Q. What is the definition of "treatment resistant depression?" Why do some
people experience chronic depression after a lengthy trial of psychotropic
medications?
In the BPD community, do you have an idea of the percentage of patients
that fall into this category? How about the Bipolar community?
What are some of your strategies for treating these folks?
Do you feel that prescribers need more training in this area?
A. Treatment resistant depression has a number or definitions. Most folks
consider an individual treatment resistant if they have had three adequate
trials (both length and dose) of three different classes of antidepressants.
The word adequate is the sticking point since to some folks 20 mg of Prozac
for six weeks is adequate, and for others its 80 mg for four weeks. I believe
dosages of medication are important, so favor a definition that is more
restrictive and insists on the top dosage of medication for at least four
weeks without seeing much, if any, change.
The reasons for developing these treatment resistant or chronic depressions
are many-fold. First, the disease may be getting worse. Just like diabetes
worsens with time or heart disease worsens with time, so can depression.
Another possibility is that the medications "poop out." We are really not
sure why, but everyone seems to acknowledge it happens. Third, many patients
are misdiagnosed with depression as the primary diagnosis, and may have
another co-morbid illness that dictates treatment. For example, OCD
accompanying depression virtually demands use of a SRI or SNRI to treat the
illness. Other types of antidepressants are largely ineffectual.
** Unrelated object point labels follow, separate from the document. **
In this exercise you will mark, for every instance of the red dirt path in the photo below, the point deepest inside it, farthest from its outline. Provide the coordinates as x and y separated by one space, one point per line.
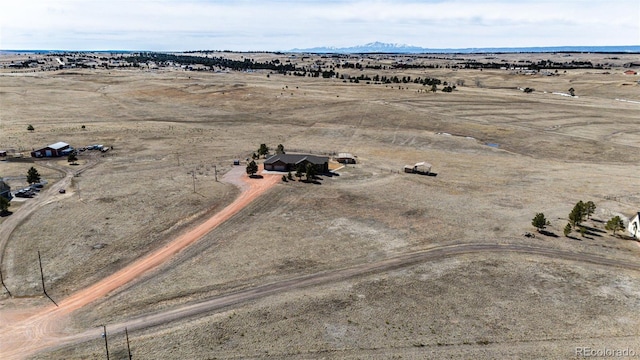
24 332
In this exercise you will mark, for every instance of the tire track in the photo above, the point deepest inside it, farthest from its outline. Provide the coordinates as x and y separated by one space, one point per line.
259 292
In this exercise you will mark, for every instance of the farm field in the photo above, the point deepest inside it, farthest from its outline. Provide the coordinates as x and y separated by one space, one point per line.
368 263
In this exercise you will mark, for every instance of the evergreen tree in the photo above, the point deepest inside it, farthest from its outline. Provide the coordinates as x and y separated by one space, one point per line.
590 208
615 224
539 221
577 214
252 168
263 150
311 171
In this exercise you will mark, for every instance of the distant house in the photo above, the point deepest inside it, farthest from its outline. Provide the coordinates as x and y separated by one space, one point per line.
5 190
634 226
418 168
346 158
53 150
290 162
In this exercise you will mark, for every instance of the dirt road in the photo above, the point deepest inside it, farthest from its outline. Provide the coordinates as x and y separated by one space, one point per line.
223 301
24 333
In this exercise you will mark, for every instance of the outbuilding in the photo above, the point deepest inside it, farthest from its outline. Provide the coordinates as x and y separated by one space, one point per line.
346 158
418 168
53 150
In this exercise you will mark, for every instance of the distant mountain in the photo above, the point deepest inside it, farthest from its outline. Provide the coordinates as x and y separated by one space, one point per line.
379 47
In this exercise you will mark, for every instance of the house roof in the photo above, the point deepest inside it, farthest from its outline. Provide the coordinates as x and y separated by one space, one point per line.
296 159
59 145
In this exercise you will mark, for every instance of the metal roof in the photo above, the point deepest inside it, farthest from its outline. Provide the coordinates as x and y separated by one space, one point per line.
59 145
296 158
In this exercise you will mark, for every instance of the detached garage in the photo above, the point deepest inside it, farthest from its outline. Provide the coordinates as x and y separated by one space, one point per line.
53 150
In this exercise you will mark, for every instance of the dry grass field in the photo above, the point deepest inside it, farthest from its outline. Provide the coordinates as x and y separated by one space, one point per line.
549 152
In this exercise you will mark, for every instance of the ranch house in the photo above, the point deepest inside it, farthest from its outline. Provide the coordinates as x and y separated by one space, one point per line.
290 162
53 150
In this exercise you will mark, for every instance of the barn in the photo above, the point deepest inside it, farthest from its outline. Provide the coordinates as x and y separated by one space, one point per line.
634 226
53 150
290 162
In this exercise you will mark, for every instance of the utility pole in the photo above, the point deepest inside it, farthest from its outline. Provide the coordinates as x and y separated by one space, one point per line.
104 335
5 286
44 290
128 347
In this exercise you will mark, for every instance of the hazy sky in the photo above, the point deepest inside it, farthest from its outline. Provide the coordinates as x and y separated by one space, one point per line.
286 24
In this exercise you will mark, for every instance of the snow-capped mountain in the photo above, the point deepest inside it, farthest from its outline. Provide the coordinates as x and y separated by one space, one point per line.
380 47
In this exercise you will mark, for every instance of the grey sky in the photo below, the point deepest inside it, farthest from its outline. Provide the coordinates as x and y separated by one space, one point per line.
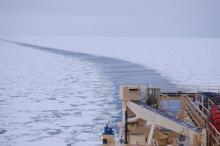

Most borderlines are treated superficially with medications and hoarded into
therapy for talk therapy. Borderlines are viewed as nontreatable, even though
the literature strongly suggests otherwise. My best guess is that only 5-10%
of borderlines get an adequate medication trial on even one drug.
Likewise, we like to treat mania in bipolars, but not depression. While poor
decisions are made while manic, they overall tend to be markedly less life
threatening than in depressed bipolars. I can only venture a guess on how
many depressed bipolars are treated for depression, and would put it at
around 50%. All too often they are told they are not really depressed (they
are), but simply mourning because they "miss their highs."
I treat these folks aggressively with SRIs, SNRIs, and nefazodone. None seem
to induce mania above placebo from the trials done to date, albeit tricyclics
can induce rapid cycling in both groups at a rate six times higher than
placebo. I tend to push the dosage of all these medications to fairly high
levels. It is easy to back off if folks start to get hypomanic, and I am more
comfortable with hypomania than suicidality which accompanies depression. We
need to do lots of work here. No one really knows why some type of
borderlines or bipolars do well on certain antidepressants but not others.
Nor do we know which one to use in many cases. Why will Zoloft work in
patient A who is exactly like patient B, but B either fails to respond or
becomes hypomanic? We need more research.